The choice of $g$ is left completely to the researcher. The authors propose a generic choice of $g$ which can be applied in many situations and go on to provide more examples in specific models where the structure of the model informs the choice of $g$ . Here, I present only the generic $g$ in terms of the SIR algorithm. The density (eq:filter_density_aux) can be approximated by $g (α_{t + 1}, k | Y_{t + 1}) \propto f (y_{t + 1} | μ_{t + 1}^{k}) f (α_{t + 1} | α_{t}^{k})$ where $μ_{t + 1}^{k}$ is some value with a high probability of occurance, for example, the mean or mode of the distribution of $α_{t + 1} | α_{t}^{k}$ . This choice is made for convenience since $g (k | Y_{t + 1}) \propto \int f (y_{t + 1} | μ_{t + 1}^{k}) dF (α_{t + 1} | α_{t}^{k}) = f (y_{t + 1} | μ_{t + 1}^{k}) .$ Hence, we can draw from $g (α_{t + 1}, k | Y_{t + 1})$ by first drawing values of $k$ with probabilities $λ_{k} \propto g (k | Y_{t + 1})$ and then drawing from the transition probabilities $f (α_{t + 1} | α_{t}^{k})$ . The weights $λ_{k}$ are called first stage weights. Then, after sampling $R$ times from $g (α_{t + 1}, k | Y_{t + 1})$ we form the weights $label {aux}_{weights} w_{r} = \frac{f (y_{t + 1} | α_{t + 1}^{r})}{f (y_{t + 1} | μ_{t + 1}^{k^{r}})}$ for $r = 1, \dots, R$ . We could also resample $M$ times from this distribution.

Auxiliary Particle Filter Algorithm

The following algorithm is based on the generic choice of $g$ from the discussion above. Other choices are possible, and may be more efficient for some model specifications.

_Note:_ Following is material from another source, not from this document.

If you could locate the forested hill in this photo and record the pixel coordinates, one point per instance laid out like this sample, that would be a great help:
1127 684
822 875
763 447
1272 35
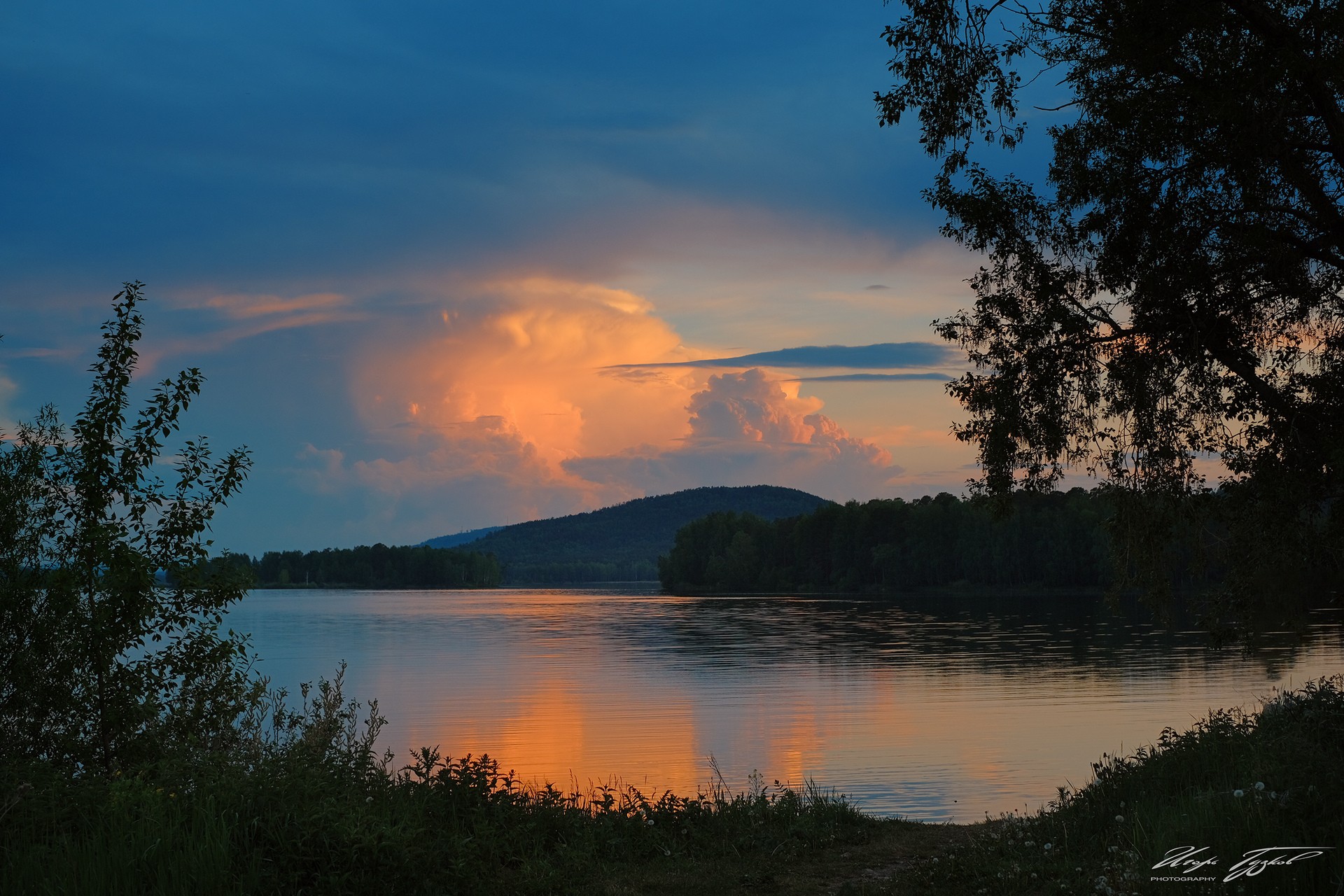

Initialize the algorithm with a uniformly weighted sample $α_{0}^{1}, \dots, α_{0}^{M}$ from the distribution $f (α_{0})$ .
Given draws $α_{t}^{1}, \dots, α_{t}^{M}$ from $f (α_{t} | Y_{t})$ , determine $μ_{t + 1}^{k}$ and the first stage weights $λ_{k} \propto f (y_{t + 1} | μ_{t + 1}^{k})$ for each $k = 1, \dots, M$ .
For $r = 1, \dots, R$ , draw $k^{r}$ from the indices $k = 1, \dots, M$ with weights $λ_{k}$ and then draw $α_{t + 1}^{r}$ from the transition density $f (α_{t + 1} | α_{t}^{k^{r}}) .$
Form the weights $w_{r}$ according to (eq:aux_weights).
Resample $M$ times from these $R$ draws with weights $w_{r}$ if desired.